Mystérieux, insaisissable, de lui on dit tout et n’importe quoi. On croit le cerner, le maîtriser alors qu’on ne fait que l’apprivoiser. Certain·e·s prétendent qu’il est signe de talent, d’autres qu’il est paralysant. Il change de forme selon l’esprit de la personne qu’il envahit et peut même se métamorphoser dans un être sans explication rationnelle. Je le côtoie depuis longtemps. Il va, il vient, disparaît par moment pour réapparaître sans crier gare. Théâtralement, il me laisse tranquille la plupart du temps mais, s’il est un endroit qu’il préfère c’est lorsque je m’expose en chant. Chanter, moduler ce cri intérieur en notes vibrantes pour accompagner les mots et vous faire parvenir leur son et leur sens. Trac, il est là; je tremble. Ça ne se voit pas, sauf pour un œil aiguisé, mais je tremble. Comme une feuille sous le vent. Alors, fermement et le plus délicatement possible, je m’accroche au pied de ce micro qui transmet ma voix. Trac. Je me concentre pour qu’elle ne tremble pas à son tour. Mais à quoi donc peut-il bien servir, ce trac qui débarque sans avoir été invité, brusquement, sans s’annoncer, au moment de ma plus grande fragilité? Si je dois le définir, je dirais qu’il me demande la plus grande des concentrations. Qu’il me prépare à cette traversée qui ressemble à celle d’une navigatrice qui aurait l’idée folle de traverser à la rame un vaste océan.
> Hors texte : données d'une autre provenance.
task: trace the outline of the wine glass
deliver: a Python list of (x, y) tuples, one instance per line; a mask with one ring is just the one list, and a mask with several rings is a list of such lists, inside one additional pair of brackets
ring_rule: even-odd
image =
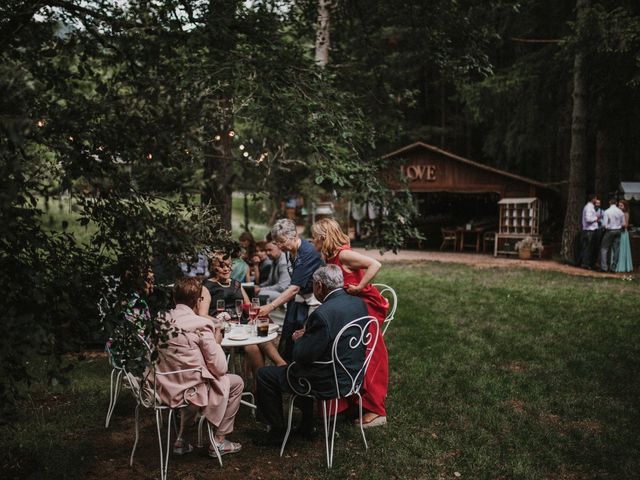
[(224, 312), (224, 300), (216, 301), (216, 313)]
[(258, 316), (258, 312), (260, 311), (260, 299), (252, 298), (251, 299), (251, 307), (249, 308), (249, 317), (251, 320), (255, 320)]
[(235, 318), (235, 321), (236, 322), (240, 322), (241, 318), (242, 318), (242, 300), (237, 299), (236, 300), (236, 318)]

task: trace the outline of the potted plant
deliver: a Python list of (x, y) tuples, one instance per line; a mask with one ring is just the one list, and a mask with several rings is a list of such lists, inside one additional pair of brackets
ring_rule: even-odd
[(524, 237), (522, 240), (516, 243), (515, 250), (518, 252), (518, 257), (522, 260), (529, 260), (534, 253), (540, 255), (544, 250), (542, 242), (536, 240), (533, 237)]

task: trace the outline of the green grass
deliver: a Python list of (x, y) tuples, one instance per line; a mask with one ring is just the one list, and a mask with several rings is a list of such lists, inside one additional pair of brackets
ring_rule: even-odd
[[(358, 432), (340, 428), (330, 471), (321, 442), (295, 441), (290, 457), (269, 453), (272, 471), (332, 479), (456, 478), (456, 472), (463, 479), (635, 478), (640, 285), (439, 263), (385, 265), (376, 281), (399, 294), (386, 337), (389, 424), (367, 432), (368, 452)], [(5, 457), (9, 452), (3, 469), (20, 463), (34, 475), (51, 462), (65, 478), (83, 478), (86, 459), (106, 461), (77, 441), (104, 432), (106, 362), (80, 362), (72, 375), (72, 386), (58, 397), (69, 405), (34, 385), (16, 422), (1, 427), (0, 445)], [(116, 415), (127, 414), (119, 408)], [(119, 426), (116, 421), (110, 430)], [(246, 451), (225, 464), (229, 478), (252, 476), (251, 428), (249, 418), (238, 427)], [(58, 431), (65, 433), (54, 449)], [(125, 465), (130, 441), (123, 442), (123, 453), (109, 458)], [(150, 452), (148, 468), (156, 469), (157, 453)], [(175, 464), (170, 475), (207, 478), (210, 464), (194, 462), (195, 477)], [(18, 476), (15, 468), (8, 471)], [(263, 478), (281, 477), (265, 472)]]

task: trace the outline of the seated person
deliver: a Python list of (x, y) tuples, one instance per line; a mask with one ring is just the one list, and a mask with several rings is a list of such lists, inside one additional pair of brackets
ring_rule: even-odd
[(246, 262), (247, 250), (239, 247), (231, 252), (231, 278), (236, 282), (249, 282), (249, 264)]
[[(266, 281), (271, 271), (271, 259), (267, 255), (267, 242), (261, 240), (256, 242), (256, 253), (251, 257), (250, 277), (256, 285)], [(257, 292), (256, 292), (257, 293)]]
[(127, 339), (135, 335), (145, 336), (145, 330), (151, 323), (151, 311), (147, 299), (153, 294), (153, 289), (154, 274), (148, 268), (143, 267), (137, 273), (127, 271), (122, 277), (119, 290), (127, 300), (121, 306), (117, 323), (113, 325), (113, 332), (105, 346), (117, 365), (139, 353), (130, 351), (137, 346), (132, 347)]
[[(249, 303), (249, 296), (240, 282), (231, 279), (231, 264), (229, 259), (224, 257), (224, 254), (220, 252), (211, 254), (209, 271), (211, 277), (203, 283), (203, 299), (198, 306), (198, 314), (203, 317), (219, 317), (216, 304), (218, 300), (224, 300), (226, 313), (221, 319), (229, 320), (236, 316), (236, 300), (241, 300), (246, 305)], [(238, 320), (240, 321), (240, 319)], [(276, 365), (285, 364), (273, 342), (248, 345), (244, 350), (248, 357), (249, 366), (254, 372), (264, 365), (263, 354), (267, 355)]]
[[(336, 336), (347, 323), (368, 315), (364, 301), (349, 295), (343, 288), (344, 278), (340, 267), (327, 265), (313, 274), (313, 293), (323, 302), (309, 316), (304, 329), (293, 334), (293, 360), (289, 375), (294, 379), (305, 378), (311, 383), (312, 391), (320, 398), (336, 396), (336, 381), (331, 364), (318, 365), (313, 362), (331, 360), (331, 349)], [(348, 330), (338, 345), (338, 355), (344, 366), (354, 375), (362, 368), (365, 349), (350, 350), (351, 336)], [(355, 333), (355, 331), (354, 331)], [(284, 436), (285, 424), (282, 411), (282, 393), (291, 392), (287, 381), (287, 366), (264, 367), (258, 371), (257, 416), (271, 428), (264, 441), (267, 445), (280, 445)], [(351, 379), (340, 369), (338, 383), (342, 393), (351, 388)], [(343, 391), (344, 388), (344, 391)], [(301, 433), (313, 432), (312, 399), (301, 397), (298, 400), (303, 418)]]
[[(182, 404), (183, 393), (189, 390), (187, 401), (191, 406), (182, 410), (173, 450), (179, 455), (193, 450), (185, 440), (184, 430), (185, 425), (193, 422), (198, 410), (217, 428), (214, 440), (221, 455), (241, 449), (239, 443), (230, 442), (226, 436), (233, 431), (244, 382), (238, 375), (227, 373), (226, 355), (220, 347), (220, 330), (214, 330), (209, 319), (196, 314), (204, 291), (197, 278), (176, 280), (173, 288), (176, 307), (167, 313), (167, 319), (178, 335), (170, 336), (167, 347), (158, 352), (158, 372), (202, 368), (201, 372), (158, 375), (156, 379), (160, 399), (171, 407)], [(209, 447), (209, 456), (216, 458), (213, 446)]]
[(267, 296), (268, 303), (270, 303), (291, 284), (291, 275), (289, 274), (287, 256), (273, 242), (270, 234), (267, 235), (265, 250), (271, 259), (272, 266), (269, 275), (260, 282), (260, 286), (256, 287), (256, 293)]

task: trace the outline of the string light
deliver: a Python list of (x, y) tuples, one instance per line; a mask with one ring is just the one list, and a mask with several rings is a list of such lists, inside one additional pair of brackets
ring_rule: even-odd
[(249, 156), (249, 152), (244, 152), (244, 153), (242, 154), (242, 156), (243, 156), (243, 157), (248, 157), (248, 156)]
[(147, 160), (153, 160), (153, 155), (151, 153), (147, 153)]
[(69, 141), (73, 142), (73, 137), (71, 135), (69, 135)]
[(36, 122), (36, 125), (38, 126), (38, 128), (42, 128), (47, 124), (47, 122), (44, 119), (40, 119)]
[(240, 150), (244, 150), (244, 145), (240, 145), (238, 148), (239, 148)]
[(99, 145), (99, 146), (98, 146), (98, 151), (99, 151), (99, 152), (102, 152), (103, 150), (104, 150), (104, 147), (103, 147), (102, 145)]
[(216, 135), (215, 137), (213, 137), (213, 139), (214, 139), (216, 142), (219, 142), (219, 141), (220, 141), (220, 135)]
[(236, 132), (234, 132), (233, 130), (229, 130), (229, 136), (231, 138), (235, 137), (236, 136)]
[(258, 158), (258, 163), (264, 162), (266, 160), (266, 158), (267, 158), (267, 152), (261, 153), (260, 157)]

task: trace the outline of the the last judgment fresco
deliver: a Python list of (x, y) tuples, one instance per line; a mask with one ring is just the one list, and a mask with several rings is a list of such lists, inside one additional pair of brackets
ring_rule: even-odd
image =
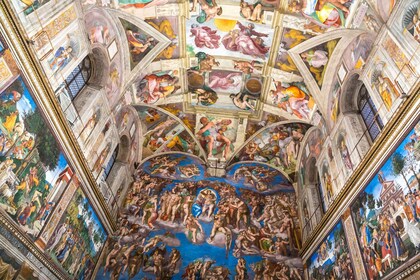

Qu’il m’occupe l’esprit pour me dégager de ce désir de ne pas déplaire et m’offrir, nue, sans espérer de retour, vous livrant de moi le plus intime. Car, contrairement aux idées reçues, nous ne jouissons pas sur scène. Moi pas, en tous cas. L’émotion, c’est à vous, public, que je veux la faire ressentir. Et pour cela je ne peux ni ne dois vous la dérober. Si une larme doit surgir, elle ne peut venir que de vos yeux. Bien-sûr, elle a coulé des miens à chaque répétition mais, sur scène, je me dois de la retenir pour mieux vous l’offrir. Alors oui, qu’il vienne ce trac et qu’il m’habite.